Leo explains: “Remember then that there is only one important time, and that time is now. The most important one is always the one you are with. And the most important thing is to do good for the one who is standing by your side….This is why we are here.'”
Not bad, not bad. And we know this, deep down in our hearts, our truest selves know this to be true. The most straightforward but the most difficult way of being is both the simplest and most challenging: to be fluid, adapting, mindful, present.
Simply by noticing the present moment: we come closer to that place of awakened awareness where we can offer whatever we are doing as an answer to those three questions. Moment to moment, rather than the rote going through the motions, waiting for the right moment, the next big thing. This we are equipped to do, just as we are. And it doesn’t have to be all that difficult.
Compassion is an instinct. It is not something we have to learn. Rather, we need to stop unlearning it, stop pushing to the side. We need to take our foot off the gas pedal. To embrace the present, cherish those around us, and strive to do what is right and just. In doing so, we fulfill our divine calling to love one another. And to live the our answers, we must try and try again to pay attention, because the answers are always right there in front of us.

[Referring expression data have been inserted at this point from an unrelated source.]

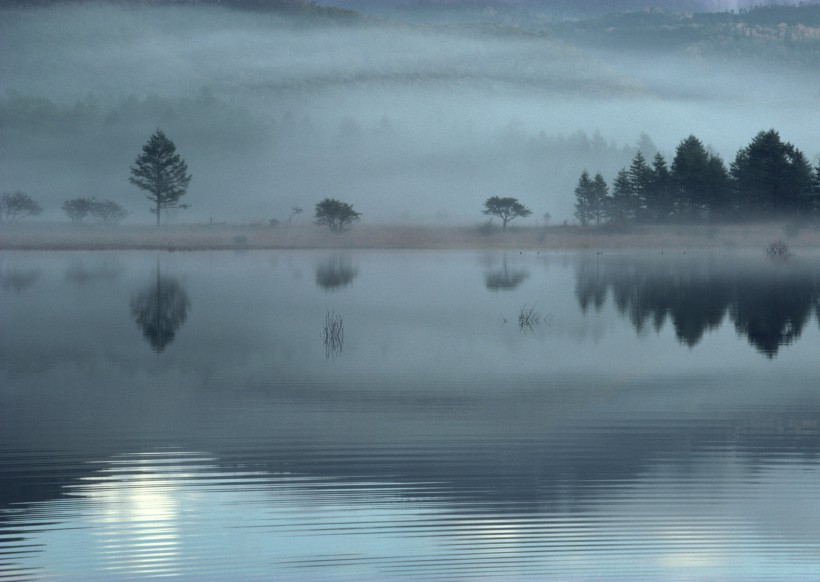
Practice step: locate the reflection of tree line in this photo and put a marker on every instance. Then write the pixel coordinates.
(161, 307)
(505, 278)
(769, 304)
(337, 271)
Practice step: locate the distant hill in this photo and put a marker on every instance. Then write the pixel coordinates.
(567, 8)
(295, 7)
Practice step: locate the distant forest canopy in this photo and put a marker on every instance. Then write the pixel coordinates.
(286, 157)
(769, 178)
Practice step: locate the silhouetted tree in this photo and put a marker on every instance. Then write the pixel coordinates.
(294, 210)
(17, 205)
(507, 209)
(161, 172)
(772, 177)
(335, 215)
(160, 309)
(690, 171)
(658, 197)
(623, 204)
(583, 199)
(640, 179)
(600, 193)
(78, 208)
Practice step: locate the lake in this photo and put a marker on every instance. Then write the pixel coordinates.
(416, 415)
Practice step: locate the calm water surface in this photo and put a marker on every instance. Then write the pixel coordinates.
(186, 414)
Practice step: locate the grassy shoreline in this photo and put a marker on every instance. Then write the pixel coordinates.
(42, 236)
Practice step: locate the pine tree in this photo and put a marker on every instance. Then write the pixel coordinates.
(772, 177)
(659, 200)
(640, 177)
(623, 204)
(600, 194)
(690, 170)
(584, 199)
(161, 172)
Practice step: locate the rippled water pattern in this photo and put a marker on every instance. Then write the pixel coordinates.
(182, 415)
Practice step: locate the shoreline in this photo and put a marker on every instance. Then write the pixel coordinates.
(207, 237)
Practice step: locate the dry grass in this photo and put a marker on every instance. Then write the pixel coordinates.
(34, 236)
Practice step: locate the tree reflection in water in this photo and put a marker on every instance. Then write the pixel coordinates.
(504, 279)
(768, 304)
(160, 309)
(336, 272)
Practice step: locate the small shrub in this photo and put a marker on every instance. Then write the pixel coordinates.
(791, 229)
(528, 318)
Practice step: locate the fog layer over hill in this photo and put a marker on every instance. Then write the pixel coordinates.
(408, 122)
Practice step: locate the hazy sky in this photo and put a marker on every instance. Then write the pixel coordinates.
(411, 122)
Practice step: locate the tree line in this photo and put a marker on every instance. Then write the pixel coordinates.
(769, 178)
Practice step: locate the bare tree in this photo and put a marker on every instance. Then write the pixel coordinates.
(293, 212)
(506, 209)
(335, 215)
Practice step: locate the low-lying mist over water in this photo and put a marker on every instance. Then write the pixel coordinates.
(409, 121)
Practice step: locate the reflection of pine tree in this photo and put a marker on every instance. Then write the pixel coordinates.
(505, 279)
(335, 272)
(769, 309)
(160, 309)
(772, 311)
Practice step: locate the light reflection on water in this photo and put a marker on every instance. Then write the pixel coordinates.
(441, 443)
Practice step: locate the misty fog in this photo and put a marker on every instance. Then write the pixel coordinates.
(407, 121)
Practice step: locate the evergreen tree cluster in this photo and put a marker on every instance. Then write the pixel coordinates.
(769, 178)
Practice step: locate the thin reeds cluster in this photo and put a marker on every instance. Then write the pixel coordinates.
(334, 334)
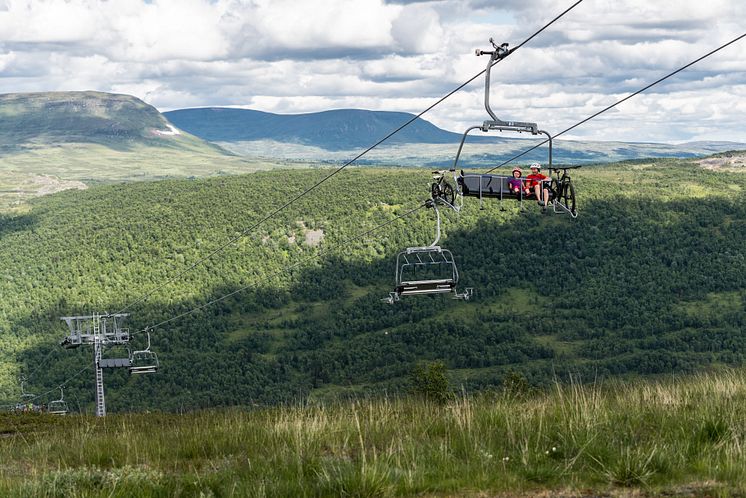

As I type this, it is Saturday night in a cabin in the woods, and I am three and a half hours away from my home on Peaks Island, in the middle of the wilderness with spouse, two children, and our dog. We came here to unplug, to hit the refresh button, to pay attention, non-judgmentally, on purpose.
Everything here is as it should be: the sun is setting in the sky as dinner cooks on a stove, a cold wind runs across the pond outside the cottage. The moon is rising. My daughter Simone by my feet, drawing and singing the song “9 to 5”, and my son Theo, the intrepid explorer, is tapping on the window next to me. “Come outside,” he says, “Because if I see something special, Mom, I want you to see it, too.”